The Revere Zoning Board of Appeals (ZBA) granted a variance at its January 27 meeting to R&S Realty Trust, the owner of a single lot at 14 Charger Street, to reduce the minimum frontage requirement from 150 feet to 75 feet that will create two new lots.
The variance allows the owner to have one lot comprising six acres and a second lot comprising 2.6 acres. Both lots will be used by Avis car rentals to house more than 2,000 cars for car storage only, with no on-site repairs or maintenance to be allowed.
The hours of operation for the lots will be from 8 a.m. to 8 p.m. to transport cars to the Avis lot at Logan Airport. The storage of the cars in Revere will mean more than $750,000 in excise taxes for city coffers.
“This is a good project,” Ward 6 Councilor Richard Serino said. “There will be minimal use on the lot, as well as an improvement to what is there.”
City Council President Anthony Zambuto added his support for the variance, which was approved unanimously by the ZBA.
In other matters, a request to re-subdivide a lot on Dedham Street was brought before the Board.
At present there are two lots at 25 Dedham St., consisting of 5,300 sq. feet, and a second lot at 29 Dedham Street, consisting of 2,687 square feet, according to a 1936 plot plan. The house that had been located at 25 Dedham Street was destroyed by a fire in 2017.
David and Margaret Mellon, the owners of the property, came before the board seeking variances for two lots, one for a new address of 27 Dedham St., for a two-family house, and the second at 29 Dedham St. for another two-family house.

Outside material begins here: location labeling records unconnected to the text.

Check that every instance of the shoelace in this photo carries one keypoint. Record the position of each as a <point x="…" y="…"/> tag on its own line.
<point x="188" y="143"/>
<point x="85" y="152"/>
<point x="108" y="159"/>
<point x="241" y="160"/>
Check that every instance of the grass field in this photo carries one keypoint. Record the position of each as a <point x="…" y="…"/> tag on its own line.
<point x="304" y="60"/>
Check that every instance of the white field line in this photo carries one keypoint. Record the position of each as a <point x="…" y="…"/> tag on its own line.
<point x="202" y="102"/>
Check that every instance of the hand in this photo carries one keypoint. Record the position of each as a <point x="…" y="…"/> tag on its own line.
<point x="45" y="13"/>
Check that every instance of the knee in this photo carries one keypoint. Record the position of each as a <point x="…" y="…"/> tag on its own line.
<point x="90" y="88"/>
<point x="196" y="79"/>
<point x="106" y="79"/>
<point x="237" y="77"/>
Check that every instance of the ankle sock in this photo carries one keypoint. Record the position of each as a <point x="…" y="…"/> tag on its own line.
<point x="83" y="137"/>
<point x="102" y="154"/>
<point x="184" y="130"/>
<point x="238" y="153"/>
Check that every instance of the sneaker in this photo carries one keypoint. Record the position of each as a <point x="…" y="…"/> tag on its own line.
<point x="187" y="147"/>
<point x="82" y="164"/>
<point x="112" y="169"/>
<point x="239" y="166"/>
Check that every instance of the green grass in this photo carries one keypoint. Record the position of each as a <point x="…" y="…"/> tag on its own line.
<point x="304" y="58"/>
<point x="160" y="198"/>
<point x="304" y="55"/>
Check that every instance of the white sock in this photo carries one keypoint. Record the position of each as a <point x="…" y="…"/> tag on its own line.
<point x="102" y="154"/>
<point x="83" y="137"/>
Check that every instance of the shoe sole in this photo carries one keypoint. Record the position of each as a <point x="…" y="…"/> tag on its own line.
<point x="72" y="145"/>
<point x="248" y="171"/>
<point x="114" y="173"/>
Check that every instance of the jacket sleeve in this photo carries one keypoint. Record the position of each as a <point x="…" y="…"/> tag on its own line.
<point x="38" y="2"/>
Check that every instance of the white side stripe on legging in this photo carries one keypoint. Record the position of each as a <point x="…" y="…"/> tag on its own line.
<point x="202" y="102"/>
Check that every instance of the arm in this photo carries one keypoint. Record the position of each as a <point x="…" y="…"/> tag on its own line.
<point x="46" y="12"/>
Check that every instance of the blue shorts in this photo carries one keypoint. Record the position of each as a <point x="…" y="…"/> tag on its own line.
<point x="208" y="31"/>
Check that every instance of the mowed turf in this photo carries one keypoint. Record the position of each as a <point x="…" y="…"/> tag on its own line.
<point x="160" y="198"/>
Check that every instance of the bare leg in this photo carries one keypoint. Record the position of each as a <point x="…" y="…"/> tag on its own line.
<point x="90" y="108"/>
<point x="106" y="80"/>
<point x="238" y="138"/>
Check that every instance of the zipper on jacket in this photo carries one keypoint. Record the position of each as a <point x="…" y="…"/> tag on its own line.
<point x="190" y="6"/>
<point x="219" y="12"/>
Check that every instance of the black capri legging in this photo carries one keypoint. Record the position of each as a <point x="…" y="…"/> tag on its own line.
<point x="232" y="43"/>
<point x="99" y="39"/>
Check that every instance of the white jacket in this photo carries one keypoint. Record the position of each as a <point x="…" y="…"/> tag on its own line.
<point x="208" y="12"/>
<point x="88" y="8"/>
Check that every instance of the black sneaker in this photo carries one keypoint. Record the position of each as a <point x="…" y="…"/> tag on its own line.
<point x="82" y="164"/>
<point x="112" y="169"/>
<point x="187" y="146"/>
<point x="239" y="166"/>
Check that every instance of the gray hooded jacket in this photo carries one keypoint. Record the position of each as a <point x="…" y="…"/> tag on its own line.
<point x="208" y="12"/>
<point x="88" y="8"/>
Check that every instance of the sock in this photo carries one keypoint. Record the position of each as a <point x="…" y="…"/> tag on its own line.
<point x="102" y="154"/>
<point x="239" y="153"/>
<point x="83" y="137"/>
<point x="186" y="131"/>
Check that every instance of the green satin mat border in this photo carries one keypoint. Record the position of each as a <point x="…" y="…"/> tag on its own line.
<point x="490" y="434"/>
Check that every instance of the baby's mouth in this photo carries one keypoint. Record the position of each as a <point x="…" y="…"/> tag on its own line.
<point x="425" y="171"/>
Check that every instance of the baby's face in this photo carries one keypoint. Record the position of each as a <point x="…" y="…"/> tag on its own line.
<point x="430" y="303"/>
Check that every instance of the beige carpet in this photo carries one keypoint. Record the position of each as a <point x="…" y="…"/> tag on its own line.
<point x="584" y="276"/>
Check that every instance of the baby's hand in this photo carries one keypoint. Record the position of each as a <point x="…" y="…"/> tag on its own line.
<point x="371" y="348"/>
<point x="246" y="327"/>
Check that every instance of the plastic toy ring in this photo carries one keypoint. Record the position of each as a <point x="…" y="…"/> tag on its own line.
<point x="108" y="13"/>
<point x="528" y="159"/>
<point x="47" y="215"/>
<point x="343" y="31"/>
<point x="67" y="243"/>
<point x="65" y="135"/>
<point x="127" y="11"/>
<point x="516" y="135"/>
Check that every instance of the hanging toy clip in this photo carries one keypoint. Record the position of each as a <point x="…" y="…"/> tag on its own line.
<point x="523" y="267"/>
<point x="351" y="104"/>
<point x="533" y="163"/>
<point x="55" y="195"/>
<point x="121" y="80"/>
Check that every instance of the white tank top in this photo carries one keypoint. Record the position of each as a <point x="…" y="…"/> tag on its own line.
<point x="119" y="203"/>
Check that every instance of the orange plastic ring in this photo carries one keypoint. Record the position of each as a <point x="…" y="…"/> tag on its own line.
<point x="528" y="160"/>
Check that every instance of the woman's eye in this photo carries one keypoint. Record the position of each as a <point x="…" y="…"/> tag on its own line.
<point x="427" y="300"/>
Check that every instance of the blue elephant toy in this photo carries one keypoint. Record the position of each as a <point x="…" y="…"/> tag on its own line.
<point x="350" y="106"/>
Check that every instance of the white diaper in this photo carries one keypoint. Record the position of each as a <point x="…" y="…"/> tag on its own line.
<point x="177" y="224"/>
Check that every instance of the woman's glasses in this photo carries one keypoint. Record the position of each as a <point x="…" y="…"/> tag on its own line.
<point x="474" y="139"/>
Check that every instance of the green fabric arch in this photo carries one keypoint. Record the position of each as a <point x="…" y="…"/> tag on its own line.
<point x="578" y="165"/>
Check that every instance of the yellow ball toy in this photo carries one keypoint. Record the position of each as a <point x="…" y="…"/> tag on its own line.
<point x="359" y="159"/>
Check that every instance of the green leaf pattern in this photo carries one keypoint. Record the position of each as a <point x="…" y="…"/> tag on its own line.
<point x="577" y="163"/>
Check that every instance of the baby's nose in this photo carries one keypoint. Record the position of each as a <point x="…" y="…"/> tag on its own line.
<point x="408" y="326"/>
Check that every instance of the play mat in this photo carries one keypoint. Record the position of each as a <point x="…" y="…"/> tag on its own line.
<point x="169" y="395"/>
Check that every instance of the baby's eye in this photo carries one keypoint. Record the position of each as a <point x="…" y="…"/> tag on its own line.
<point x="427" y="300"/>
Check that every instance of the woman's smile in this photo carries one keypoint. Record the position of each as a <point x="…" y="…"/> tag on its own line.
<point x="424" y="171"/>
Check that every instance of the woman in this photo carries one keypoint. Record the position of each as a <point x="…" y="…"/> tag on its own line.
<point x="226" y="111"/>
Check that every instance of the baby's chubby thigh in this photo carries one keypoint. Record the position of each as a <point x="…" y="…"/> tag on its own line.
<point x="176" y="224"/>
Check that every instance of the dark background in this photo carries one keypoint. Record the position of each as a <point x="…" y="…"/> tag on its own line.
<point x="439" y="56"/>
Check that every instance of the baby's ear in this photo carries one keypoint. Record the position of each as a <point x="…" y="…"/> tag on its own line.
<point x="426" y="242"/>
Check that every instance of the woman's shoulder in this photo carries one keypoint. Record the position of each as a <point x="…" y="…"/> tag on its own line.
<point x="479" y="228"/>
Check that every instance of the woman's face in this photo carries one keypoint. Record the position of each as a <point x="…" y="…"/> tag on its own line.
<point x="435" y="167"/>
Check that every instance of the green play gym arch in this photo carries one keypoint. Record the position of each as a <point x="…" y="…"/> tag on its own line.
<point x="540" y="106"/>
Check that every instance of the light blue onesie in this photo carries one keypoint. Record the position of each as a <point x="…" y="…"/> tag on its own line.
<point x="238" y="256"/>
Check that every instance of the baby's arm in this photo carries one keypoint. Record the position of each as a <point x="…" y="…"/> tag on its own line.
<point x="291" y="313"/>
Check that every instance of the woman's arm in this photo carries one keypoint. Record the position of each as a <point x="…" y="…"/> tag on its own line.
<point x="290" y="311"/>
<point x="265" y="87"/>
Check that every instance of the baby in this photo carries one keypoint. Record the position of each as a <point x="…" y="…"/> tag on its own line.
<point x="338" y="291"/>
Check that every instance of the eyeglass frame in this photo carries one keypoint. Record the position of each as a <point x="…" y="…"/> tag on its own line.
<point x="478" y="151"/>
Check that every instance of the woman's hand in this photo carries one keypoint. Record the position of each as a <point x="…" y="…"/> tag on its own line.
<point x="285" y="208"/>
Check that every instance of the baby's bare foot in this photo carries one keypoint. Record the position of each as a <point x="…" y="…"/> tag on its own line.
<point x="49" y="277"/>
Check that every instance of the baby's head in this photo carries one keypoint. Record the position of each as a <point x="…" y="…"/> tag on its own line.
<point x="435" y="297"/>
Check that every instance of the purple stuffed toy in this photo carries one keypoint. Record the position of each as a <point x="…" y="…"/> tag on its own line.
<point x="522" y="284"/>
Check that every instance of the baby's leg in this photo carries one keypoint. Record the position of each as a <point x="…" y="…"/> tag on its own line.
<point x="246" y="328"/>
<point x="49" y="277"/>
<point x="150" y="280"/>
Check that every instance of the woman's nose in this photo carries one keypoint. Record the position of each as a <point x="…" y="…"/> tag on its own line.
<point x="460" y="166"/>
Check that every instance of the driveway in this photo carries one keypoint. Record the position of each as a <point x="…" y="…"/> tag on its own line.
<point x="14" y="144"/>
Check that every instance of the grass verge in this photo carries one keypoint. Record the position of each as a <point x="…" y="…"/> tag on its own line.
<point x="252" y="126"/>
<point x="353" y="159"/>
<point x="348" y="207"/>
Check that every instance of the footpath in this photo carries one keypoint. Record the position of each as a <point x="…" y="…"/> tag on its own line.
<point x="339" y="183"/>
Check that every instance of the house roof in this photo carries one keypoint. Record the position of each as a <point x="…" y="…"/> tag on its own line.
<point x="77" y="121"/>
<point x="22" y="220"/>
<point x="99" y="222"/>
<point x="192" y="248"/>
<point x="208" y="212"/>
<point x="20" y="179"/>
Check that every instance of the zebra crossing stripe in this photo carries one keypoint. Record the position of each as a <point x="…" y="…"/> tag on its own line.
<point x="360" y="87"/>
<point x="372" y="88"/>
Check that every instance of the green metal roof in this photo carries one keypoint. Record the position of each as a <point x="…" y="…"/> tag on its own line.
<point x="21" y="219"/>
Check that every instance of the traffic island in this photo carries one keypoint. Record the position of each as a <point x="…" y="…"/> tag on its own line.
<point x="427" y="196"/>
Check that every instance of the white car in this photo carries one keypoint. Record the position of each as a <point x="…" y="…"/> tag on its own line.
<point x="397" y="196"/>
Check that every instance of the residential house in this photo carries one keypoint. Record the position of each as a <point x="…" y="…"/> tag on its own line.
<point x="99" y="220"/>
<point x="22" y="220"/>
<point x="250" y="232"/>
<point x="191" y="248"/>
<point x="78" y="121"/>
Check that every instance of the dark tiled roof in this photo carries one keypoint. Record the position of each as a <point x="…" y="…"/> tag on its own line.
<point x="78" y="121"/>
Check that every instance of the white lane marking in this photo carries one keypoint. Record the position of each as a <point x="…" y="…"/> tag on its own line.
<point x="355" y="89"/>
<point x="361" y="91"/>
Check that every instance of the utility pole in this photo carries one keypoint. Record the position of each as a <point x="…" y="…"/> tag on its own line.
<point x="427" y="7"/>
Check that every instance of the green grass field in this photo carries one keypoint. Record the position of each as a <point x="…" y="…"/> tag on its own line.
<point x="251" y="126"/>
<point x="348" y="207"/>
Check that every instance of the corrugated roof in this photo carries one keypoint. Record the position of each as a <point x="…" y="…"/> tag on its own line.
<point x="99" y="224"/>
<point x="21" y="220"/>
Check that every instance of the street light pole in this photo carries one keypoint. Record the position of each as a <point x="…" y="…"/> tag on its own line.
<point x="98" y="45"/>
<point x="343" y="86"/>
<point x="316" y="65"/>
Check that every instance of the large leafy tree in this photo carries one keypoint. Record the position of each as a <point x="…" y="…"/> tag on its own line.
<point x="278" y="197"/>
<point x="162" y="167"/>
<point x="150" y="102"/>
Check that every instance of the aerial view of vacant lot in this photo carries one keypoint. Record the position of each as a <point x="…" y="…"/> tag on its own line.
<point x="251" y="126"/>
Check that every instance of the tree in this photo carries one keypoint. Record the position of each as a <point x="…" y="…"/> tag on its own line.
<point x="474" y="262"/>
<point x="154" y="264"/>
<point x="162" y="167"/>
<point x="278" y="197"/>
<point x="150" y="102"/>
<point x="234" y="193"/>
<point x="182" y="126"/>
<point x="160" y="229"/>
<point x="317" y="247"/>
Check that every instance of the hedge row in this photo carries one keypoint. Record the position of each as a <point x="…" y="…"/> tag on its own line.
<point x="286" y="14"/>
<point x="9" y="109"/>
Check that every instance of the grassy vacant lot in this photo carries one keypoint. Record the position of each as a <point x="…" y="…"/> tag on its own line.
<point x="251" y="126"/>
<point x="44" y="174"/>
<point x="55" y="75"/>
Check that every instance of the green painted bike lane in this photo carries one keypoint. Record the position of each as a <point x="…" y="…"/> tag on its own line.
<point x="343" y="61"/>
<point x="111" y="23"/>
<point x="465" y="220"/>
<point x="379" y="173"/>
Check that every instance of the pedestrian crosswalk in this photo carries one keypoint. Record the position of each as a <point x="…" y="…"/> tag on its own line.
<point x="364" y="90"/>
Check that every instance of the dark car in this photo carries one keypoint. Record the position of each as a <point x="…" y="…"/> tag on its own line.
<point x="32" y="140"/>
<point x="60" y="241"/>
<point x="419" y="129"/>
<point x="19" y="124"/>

Both of the reconfigured lots would consist of 4,000 square feet and required variances pertaining to minimum lot size, lot frontage, minimum side yard setback, minimum height, and minimum landscaping in the front yard.
The owners, after meeting with neighbors prior to appearing before the ZBA, had changed the location of the two structures to increase the distance from the abutters from five feet to 11 feet.
“I spoke to the neighbors and they are excited about the project,” said Ward 4 Councilor Patrick Keefe. “Both the developer and property owners have worked it out with the neighbors.”
Board member Arthur Pelton spoke of a concern that had been expressed by one of the abutters, but her concerns were addressed.
The ZBA unanimously granted the variances.
Anthony Cacciola sought a variance to be able to park in the front yard and construct a single-family home at 191 Endicott St. The lot consists of approximately 5,000 square feet and would include two parking spaces in the front that would measure 18-by-18 feet for two cars.
Robert Salvo, an engineer for the project, noted that many houses on Endicott Ave. have front-yard parking because the homes are on a hill and are set back. He also noted that locating the parking spaces in front of the proposed new home would be less disruptive to the neighborhood because placing a driveway on the side of the proposed new home would require much more excavation.
Michael Tucker, the ZBA chairman, requested that the depth of the parking spaces be increased to 20 feet to allow a larger car to park without overhanging the sidewalk.
Ward 1 Councilor Joanne McKenna supported the projects and the variance was granted unanimously. It now heads to state plan reviews.
Two inches can make all the difference. That is what contractor Pasquale Guarracino found out when he applied for a variance to exceed the maximum grade requirement for outdoor parking at 279 and 287 Suffolk Ave.
Guarracino said that being built on a hill, the siting for the house on the lots was off and this resulted in the driveway not meeting code for maximum allowable grade.
Council President Zambuto spoke on the matter, saying, “I visited the site and would never have known that the driveways were off. It would be more disruptive to the neighborhood to tear up the driveways and start over again.”
Ward 4 Councilor Keefe echoed Zambuto’s thoughts, adding, “There will be goodwill from the contractor with the neighborhood for his other projects on Suffolk Avenue.”
The variance was granted unanimously.
In the last matter before the board, Najeeb Badar and Sundus Najeeb Badar were seeking variances for minimum front and rear yard setbacks in order to build a 498 square-foot, one-level addition and back and front porches at 38 Grover Street.
The Badars, who have lived there for 13 years, were seeking the enlargement of their single-family home to accommodate their growing family as well as their parents. They had spoken to all of the neighbors who supported their request.
”I am excited to speak for this and I am truly most supportive of their request,” said Councilor Serino.
The variance was unanimously granted.
Three other matters were continued until the board’s February meeting: The variances for 951 Revere Beach Parkway, seeking to construct an addition over a city easement; variances for 33 Cambridge Street to change a single-family dwelling into a two-family; and a request to approve making one lot into two lots at 149 Breeders Lane.